Box and Jenkins publish a book titled Time Series Analysis: Forecasting and Control. This work popularizes the ARIMA model with an iterative modelling procedure. Once a suitable model is built, forecasts are conditional expectations of the model using mean squared error (MSE) criterion. In time, this model is called the Box-Jenkins Model.

1978

Through the 1970s, many statisticians continue to believe that there's a single model waiting to be discovered that can best fit any given time series data. However, empirical evidence show that an ensemble of models give better results. These debates cause George Box to famously remark,

All models are wrong but some are useful

1979

Makridakis and Hibon use 111 time series data and compare the performance of many forecasting methods.
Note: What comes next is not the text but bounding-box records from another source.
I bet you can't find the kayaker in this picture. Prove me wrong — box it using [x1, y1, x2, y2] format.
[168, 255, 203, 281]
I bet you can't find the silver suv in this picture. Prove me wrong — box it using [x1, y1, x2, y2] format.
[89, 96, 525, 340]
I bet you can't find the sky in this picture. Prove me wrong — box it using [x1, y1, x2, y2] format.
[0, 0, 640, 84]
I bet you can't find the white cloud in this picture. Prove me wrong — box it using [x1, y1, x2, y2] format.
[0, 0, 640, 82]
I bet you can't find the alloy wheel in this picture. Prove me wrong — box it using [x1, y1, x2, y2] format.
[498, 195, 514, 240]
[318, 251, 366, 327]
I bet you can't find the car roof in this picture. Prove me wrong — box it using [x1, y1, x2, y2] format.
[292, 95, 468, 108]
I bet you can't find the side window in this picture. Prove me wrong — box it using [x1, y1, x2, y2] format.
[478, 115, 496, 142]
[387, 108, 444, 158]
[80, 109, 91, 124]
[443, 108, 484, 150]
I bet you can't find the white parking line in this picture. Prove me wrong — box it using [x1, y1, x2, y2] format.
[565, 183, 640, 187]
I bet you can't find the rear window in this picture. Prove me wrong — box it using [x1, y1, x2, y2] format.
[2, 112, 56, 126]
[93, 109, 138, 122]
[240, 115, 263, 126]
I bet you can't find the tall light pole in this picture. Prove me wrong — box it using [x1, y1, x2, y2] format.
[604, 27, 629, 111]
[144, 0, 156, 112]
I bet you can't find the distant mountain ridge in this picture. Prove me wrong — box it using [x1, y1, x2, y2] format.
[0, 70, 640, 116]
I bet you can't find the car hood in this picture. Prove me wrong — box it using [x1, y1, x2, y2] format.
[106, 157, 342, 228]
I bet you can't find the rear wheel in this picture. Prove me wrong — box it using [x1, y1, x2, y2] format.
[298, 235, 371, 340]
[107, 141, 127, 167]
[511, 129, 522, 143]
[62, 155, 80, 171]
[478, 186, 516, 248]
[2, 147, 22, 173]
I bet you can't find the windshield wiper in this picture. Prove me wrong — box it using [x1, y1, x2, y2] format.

Their results claim that a combination of simpler methods can outperform a sophisticated method. This causes a stir within the research community. To prove the point, Makridakis and Hibon organize a competition, called M-Competition starting from 1982: 1001 series (1982), 29 series (1993), 3003 series (2000), 100,000 series (2018), and 42,840 series (2020).

1980

Although Kalman filtering was invented in the 1960, it's only in the 1980s that statisticians use state-space parameterization and Kalman filtering for TSA. The recursive form of the filter enables efficient forecasting. An ARIMA model can be put into a state-space model. Similarly, a state-space model suggests an ARIMA model.

1982

Robert Engle develops the Autoregressive Conditional Heteroskedasticity (ARCH) model to account for time-varying volatility observed in economics time series data. In 1986, his student Time Bollerslev develops the Generalized ARCH (GARCH) model. In general, variance of the error term depends on past error terms and their variance. ARCH and GARCH are non-linear generalizations of the Box-Jenkins model.

1987

Engle and Grange propose cointegration as a technique for multivariate TSA. Cointegration is a linear combination of marginally unit-root nonstationary series to yield a stationary series. This becomes a popular method in econometrics due to long-term relationship between variables. An earlier method of multivariable TSA is Vector Autoregressive (VAR) model.

1998

Zhang et al. publish a survey of neural networks applied to forecasting. They note an early work by Lapedes and Farber (1987) who proposed multi-layer feedforward networks. However, the use of ANNs for forecasting happens mostly in the 1990s. In general, feedforward or recurrent networks are preferred. At most two hidden layers are used. Number of input nodes correspond to the number of lagged observations needed to discover patterns in data. Number of output nodes correspond to the forecasting horizon.

2019

Sánchez-Sánchez et al. highlight many issues in using neural networks for TSA. There's no clarity on how to select the number of input or hidden neurons. There's no guidance on how best to partition the data into training and validation sets. It's not clear if data needs to be preprocessed or if seasonal/trend components have to be removed before data goes into the model. In 2018, Hyndman commented that neural networks perform poorly due to insufficient data. This is likely to change as data becomes more easily available.